Pengenalan Apa itu Nyeri KronisQuote:
Nyeri Kronismerupakan perasaan dan pengalaman emosional yang tidak menyenangkan yang timbul dari kerusakan jaringan yang aktual dan potensial.
Ternyata, nyeri bukanlah masalah sepele. Juga bukan sekadar rasa sakit di bagian tubuh tertentu. Menurut dr. Sugeng Wibiono, SpAN, ahli anestesi dari RS Mitra Kemayoran, nyeri lebih merupakan “pengalaman” yang sifatnya emosional dan sensorik. Hal ini berhubungan dengan kerusakan jarinigan tubuh. Misalnya akibat peradangan atau luka.
“Namun, seseorang juga bisa saja merasa nyeri, meski tidak ada kerusakan jaringan pada tubuhnya. Ini karena nyeri juga dapat merupakan suatu persepsi,” papar dr. Sugeng. Persepsi dimaksud, misalnya orang depresi karena di PHK. Kemudian orang itu merasa nyeri pada tubuh meski tidak ada masalah apapun pada tubuhnya.

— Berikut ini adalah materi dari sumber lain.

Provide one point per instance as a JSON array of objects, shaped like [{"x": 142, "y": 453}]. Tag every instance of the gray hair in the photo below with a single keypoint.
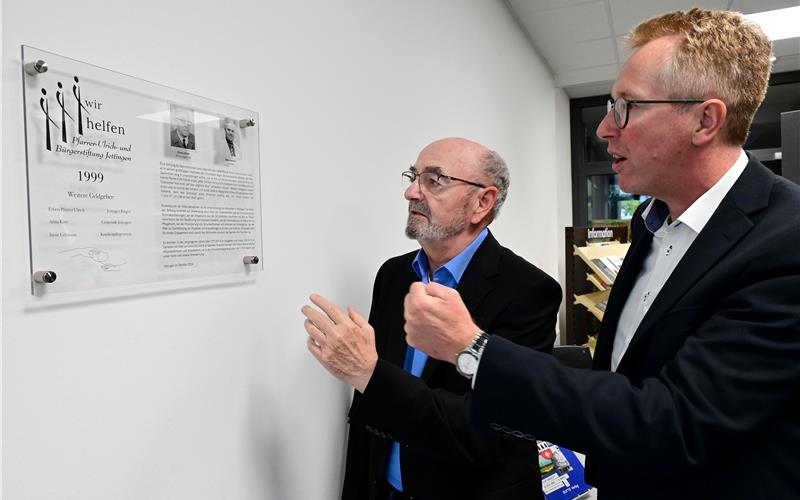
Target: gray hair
[{"x": 495, "y": 168}]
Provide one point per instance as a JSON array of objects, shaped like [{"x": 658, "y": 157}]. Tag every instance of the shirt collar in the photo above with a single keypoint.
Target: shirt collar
[
  {"x": 698, "y": 214},
  {"x": 455, "y": 266}
]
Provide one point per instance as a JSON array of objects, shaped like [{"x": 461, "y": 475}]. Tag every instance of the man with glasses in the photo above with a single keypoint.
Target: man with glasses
[
  {"x": 454, "y": 190},
  {"x": 695, "y": 391}
]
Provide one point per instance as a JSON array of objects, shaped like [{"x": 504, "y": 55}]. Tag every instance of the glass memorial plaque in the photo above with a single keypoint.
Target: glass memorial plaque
[{"x": 133, "y": 183}]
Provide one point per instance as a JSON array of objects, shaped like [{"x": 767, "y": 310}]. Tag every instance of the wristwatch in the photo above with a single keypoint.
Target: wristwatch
[{"x": 467, "y": 360}]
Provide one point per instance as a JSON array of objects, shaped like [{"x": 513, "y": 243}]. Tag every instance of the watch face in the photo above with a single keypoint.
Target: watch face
[{"x": 466, "y": 363}]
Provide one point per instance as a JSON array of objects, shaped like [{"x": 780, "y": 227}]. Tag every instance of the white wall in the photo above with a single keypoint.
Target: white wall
[{"x": 209, "y": 393}]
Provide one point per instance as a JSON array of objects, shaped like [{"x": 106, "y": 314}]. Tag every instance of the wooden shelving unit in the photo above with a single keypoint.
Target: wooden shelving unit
[{"x": 588, "y": 283}]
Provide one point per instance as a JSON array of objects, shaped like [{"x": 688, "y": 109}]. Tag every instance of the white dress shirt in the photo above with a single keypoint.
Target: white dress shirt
[{"x": 671, "y": 240}]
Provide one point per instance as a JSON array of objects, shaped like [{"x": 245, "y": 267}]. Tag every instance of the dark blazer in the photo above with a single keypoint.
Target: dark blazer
[
  {"x": 705, "y": 402},
  {"x": 176, "y": 140},
  {"x": 442, "y": 456}
]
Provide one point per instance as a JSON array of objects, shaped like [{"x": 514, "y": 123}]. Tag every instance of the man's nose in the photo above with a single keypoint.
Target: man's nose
[{"x": 607, "y": 128}]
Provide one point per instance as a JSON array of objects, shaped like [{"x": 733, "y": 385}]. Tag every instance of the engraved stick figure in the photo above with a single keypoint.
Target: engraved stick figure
[
  {"x": 64, "y": 113},
  {"x": 45, "y": 105},
  {"x": 76, "y": 91}
]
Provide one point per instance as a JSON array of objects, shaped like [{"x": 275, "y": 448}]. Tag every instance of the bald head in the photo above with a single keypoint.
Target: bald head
[{"x": 469, "y": 160}]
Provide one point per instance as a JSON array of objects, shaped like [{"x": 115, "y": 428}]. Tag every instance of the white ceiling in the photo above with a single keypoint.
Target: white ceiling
[{"x": 582, "y": 41}]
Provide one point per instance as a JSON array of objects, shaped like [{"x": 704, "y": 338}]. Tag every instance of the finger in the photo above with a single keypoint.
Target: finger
[
  {"x": 314, "y": 333},
  {"x": 334, "y": 313},
  {"x": 417, "y": 288},
  {"x": 315, "y": 351},
  {"x": 357, "y": 318}
]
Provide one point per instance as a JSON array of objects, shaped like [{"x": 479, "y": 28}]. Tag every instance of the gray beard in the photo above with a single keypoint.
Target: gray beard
[{"x": 421, "y": 229}]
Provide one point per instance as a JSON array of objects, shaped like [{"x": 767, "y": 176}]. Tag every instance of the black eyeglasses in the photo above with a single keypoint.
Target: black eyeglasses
[
  {"x": 621, "y": 107},
  {"x": 433, "y": 182}
]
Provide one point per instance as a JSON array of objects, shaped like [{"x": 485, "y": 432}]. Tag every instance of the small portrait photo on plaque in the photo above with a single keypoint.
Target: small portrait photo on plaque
[
  {"x": 181, "y": 127},
  {"x": 231, "y": 144}
]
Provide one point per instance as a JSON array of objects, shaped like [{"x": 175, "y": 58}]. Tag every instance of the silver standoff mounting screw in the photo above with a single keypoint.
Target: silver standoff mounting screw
[
  {"x": 44, "y": 276},
  {"x": 36, "y": 67}
]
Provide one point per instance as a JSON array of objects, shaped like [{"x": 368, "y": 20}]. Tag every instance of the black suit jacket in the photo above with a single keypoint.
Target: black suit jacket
[
  {"x": 705, "y": 402},
  {"x": 442, "y": 456}
]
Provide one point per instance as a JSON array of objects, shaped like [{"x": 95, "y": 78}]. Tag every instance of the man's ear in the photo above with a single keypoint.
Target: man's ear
[
  {"x": 711, "y": 120},
  {"x": 484, "y": 204}
]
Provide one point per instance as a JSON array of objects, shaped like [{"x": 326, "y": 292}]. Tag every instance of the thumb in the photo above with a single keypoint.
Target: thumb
[{"x": 438, "y": 291}]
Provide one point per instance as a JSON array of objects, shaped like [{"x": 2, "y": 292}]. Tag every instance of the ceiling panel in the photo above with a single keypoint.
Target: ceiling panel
[
  {"x": 586, "y": 21},
  {"x": 750, "y": 6}
]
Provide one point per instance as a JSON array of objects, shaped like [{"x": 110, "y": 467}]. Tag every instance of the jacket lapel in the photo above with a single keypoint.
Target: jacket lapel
[
  {"x": 626, "y": 278},
  {"x": 729, "y": 223},
  {"x": 474, "y": 285}
]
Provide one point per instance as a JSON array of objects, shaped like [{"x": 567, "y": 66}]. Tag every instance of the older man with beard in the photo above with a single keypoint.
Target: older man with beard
[{"x": 410, "y": 435}]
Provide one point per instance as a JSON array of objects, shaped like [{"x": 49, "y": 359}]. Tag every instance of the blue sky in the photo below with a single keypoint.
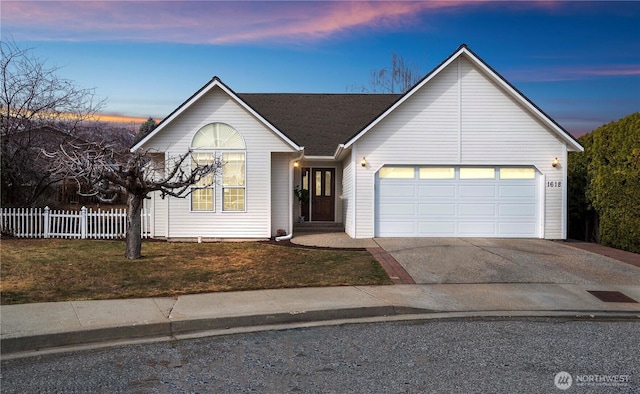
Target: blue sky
[{"x": 579, "y": 61}]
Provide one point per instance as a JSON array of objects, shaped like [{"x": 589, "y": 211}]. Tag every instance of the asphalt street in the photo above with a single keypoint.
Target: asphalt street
[{"x": 442, "y": 356}]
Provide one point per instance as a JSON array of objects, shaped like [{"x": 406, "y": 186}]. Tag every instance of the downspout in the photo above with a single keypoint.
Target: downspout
[{"x": 291, "y": 173}]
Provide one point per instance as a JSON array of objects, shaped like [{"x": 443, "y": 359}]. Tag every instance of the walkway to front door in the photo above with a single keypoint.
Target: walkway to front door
[{"x": 321, "y": 185}]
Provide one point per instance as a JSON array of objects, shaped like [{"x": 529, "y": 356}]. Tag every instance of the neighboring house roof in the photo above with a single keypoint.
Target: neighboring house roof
[
  {"x": 463, "y": 50},
  {"x": 320, "y": 122},
  {"x": 324, "y": 124}
]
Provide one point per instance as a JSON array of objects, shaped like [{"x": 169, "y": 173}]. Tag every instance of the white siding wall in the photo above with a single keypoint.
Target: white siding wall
[
  {"x": 497, "y": 130},
  {"x": 281, "y": 192},
  {"x": 175, "y": 139},
  {"x": 460, "y": 117},
  {"x": 348, "y": 203}
]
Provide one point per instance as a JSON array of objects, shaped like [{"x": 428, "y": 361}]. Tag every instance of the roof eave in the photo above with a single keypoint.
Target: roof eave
[
  {"x": 572, "y": 143},
  {"x": 215, "y": 81}
]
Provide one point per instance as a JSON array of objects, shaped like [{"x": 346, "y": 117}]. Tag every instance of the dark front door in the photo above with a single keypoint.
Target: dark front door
[{"x": 322, "y": 196}]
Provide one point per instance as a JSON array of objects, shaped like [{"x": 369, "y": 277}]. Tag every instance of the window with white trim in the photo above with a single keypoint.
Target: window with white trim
[
  {"x": 203, "y": 192},
  {"x": 222, "y": 141}
]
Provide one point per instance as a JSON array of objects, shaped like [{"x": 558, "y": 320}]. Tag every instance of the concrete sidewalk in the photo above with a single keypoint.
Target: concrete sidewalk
[{"x": 37, "y": 327}]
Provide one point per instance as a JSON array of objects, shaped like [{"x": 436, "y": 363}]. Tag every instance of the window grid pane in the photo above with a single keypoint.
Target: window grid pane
[
  {"x": 327, "y": 183},
  {"x": 318, "y": 191},
  {"x": 437, "y": 173},
  {"x": 397, "y": 173},
  {"x": 202, "y": 199},
  {"x": 517, "y": 173},
  {"x": 477, "y": 173},
  {"x": 233, "y": 199},
  {"x": 233, "y": 169}
]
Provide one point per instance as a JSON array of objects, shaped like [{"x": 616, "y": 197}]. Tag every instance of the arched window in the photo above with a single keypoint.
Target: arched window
[
  {"x": 217, "y": 136},
  {"x": 220, "y": 140}
]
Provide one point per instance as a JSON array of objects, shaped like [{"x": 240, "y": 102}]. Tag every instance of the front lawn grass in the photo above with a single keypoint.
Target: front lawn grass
[{"x": 50, "y": 270}]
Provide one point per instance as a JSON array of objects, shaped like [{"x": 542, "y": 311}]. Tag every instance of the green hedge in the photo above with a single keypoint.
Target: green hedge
[{"x": 605, "y": 178}]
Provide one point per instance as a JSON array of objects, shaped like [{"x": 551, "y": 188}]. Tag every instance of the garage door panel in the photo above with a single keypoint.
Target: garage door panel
[
  {"x": 437, "y": 191},
  {"x": 397, "y": 190},
  {"x": 407, "y": 209},
  {"x": 477, "y": 229},
  {"x": 477, "y": 191},
  {"x": 475, "y": 209},
  {"x": 503, "y": 206},
  {"x": 437, "y": 209},
  {"x": 517, "y": 191},
  {"x": 528, "y": 210},
  {"x": 515, "y": 228},
  {"x": 398, "y": 229},
  {"x": 442, "y": 229}
]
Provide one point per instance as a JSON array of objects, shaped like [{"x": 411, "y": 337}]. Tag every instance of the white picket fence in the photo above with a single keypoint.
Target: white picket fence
[{"x": 83, "y": 224}]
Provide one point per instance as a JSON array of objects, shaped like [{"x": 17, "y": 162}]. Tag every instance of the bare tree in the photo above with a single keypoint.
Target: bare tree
[
  {"x": 398, "y": 78},
  {"x": 33, "y": 96},
  {"x": 102, "y": 172}
]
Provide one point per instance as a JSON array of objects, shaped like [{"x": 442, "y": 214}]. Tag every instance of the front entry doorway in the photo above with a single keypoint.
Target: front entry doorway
[{"x": 321, "y": 185}]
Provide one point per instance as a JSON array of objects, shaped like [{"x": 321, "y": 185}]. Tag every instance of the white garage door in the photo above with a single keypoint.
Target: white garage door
[{"x": 457, "y": 202}]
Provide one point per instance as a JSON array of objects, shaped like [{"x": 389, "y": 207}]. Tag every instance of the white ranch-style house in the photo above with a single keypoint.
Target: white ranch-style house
[{"x": 461, "y": 154}]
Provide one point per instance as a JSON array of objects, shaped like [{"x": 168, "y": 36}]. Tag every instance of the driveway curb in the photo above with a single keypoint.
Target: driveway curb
[{"x": 27, "y": 346}]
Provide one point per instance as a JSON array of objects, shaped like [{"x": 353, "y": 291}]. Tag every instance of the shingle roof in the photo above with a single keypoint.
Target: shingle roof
[{"x": 319, "y": 122}]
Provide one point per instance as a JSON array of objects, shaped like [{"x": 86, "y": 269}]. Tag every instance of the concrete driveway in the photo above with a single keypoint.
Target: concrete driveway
[{"x": 488, "y": 260}]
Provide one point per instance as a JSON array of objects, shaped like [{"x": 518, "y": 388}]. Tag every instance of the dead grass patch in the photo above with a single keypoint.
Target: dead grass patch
[{"x": 62, "y": 270}]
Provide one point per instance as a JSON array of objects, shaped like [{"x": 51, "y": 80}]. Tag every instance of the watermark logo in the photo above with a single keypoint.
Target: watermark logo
[{"x": 563, "y": 380}]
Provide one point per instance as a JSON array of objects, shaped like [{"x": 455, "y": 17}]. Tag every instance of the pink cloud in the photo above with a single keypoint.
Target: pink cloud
[
  {"x": 199, "y": 22},
  {"x": 554, "y": 74}
]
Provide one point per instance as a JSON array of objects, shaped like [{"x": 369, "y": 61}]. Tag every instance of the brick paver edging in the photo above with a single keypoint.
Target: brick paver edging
[{"x": 396, "y": 272}]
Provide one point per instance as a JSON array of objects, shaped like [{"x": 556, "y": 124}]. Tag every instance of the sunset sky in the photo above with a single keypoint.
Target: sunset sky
[{"x": 578, "y": 61}]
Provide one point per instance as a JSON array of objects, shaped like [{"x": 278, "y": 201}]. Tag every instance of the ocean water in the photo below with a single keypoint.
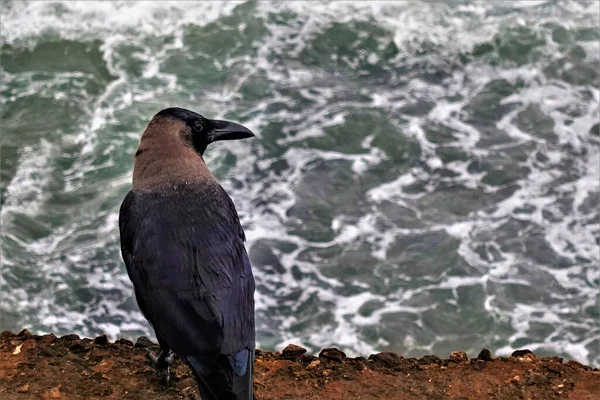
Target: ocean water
[{"x": 425, "y": 176}]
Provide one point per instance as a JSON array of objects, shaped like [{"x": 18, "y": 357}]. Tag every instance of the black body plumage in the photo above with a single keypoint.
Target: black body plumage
[{"x": 183, "y": 246}]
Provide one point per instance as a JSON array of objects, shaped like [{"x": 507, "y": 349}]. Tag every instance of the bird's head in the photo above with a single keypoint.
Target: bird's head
[{"x": 201, "y": 131}]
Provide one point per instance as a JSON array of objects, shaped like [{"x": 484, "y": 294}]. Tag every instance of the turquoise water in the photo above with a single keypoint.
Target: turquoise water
[{"x": 425, "y": 176}]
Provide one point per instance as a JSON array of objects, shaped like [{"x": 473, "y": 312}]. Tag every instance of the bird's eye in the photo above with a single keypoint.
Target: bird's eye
[{"x": 198, "y": 126}]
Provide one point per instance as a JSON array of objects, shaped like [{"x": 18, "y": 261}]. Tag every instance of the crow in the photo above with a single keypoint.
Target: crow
[{"x": 183, "y": 247}]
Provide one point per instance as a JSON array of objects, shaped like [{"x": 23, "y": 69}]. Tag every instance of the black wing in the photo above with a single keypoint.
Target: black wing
[{"x": 185, "y": 255}]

Sebaliknya, nyeri kronis dapat menimbulkan depresi dan menyusutkan otak. Bayangkan, jika kita mengalami nyeri yang tak kunjung sembuh. Hidup pasti tidak nyaman. Jika kita merasa pustus asa, waktu tidur menjadi lebih lama atau lebih pendek, mengalami kenaikan berat badan atau penurunan drastis. Ini beberapa tanda depresi. Diskusikan gejala ini dengan dokter kita agar dapat mulai menjalani pengobatan unttuk penanggulangan depresi.
Sebagian pasien yang menderita rasa nyeri menganggap bahwa sekali berobat bisa langsung sembuh. Kenyataannya tidak seperti itu. Kebanyakan rasa sakit yang timbul akibat cedera akan pulih dalam waktu 4 minggu. Artinya, bila nyeri tidak hilang dalam beberapa hari, berarti ada sesuatu dan ini perlu pemeriksaan lebih lanjut. “Penanganan nyeri itu harus dilakukan oleh satu tim dokter. Tidak bisa dengan pemberian obat saja, sebab penanganan nyeri terhadap setiap orang berbeda, bergantung pada penyebabnya,” tambahnya.
Di luar negeri, kata dr Sugeng, para dokter sudah menerapkan metode coping mechanism pada pasien yang penyakitnya disertai nyeri yang tak bisa dihilangkan. Juga tidak bisa ditemukan penyebabnya. coping mechanism bertujuan untuk membuat pasien lebih tenang. Mengarahkan persepsi mereka untuk menerima rasa sakit.
“Jadi untuk mengurangi penderitaan mereka. Ini akan dilakukan salah satunya dengan bantuan psikolog. Penanganannya lebih bersifat holistik. Nah, pengobatan di sini sekarang sudah mulai mengarah ke sana,” ungkap dr. Sugeng.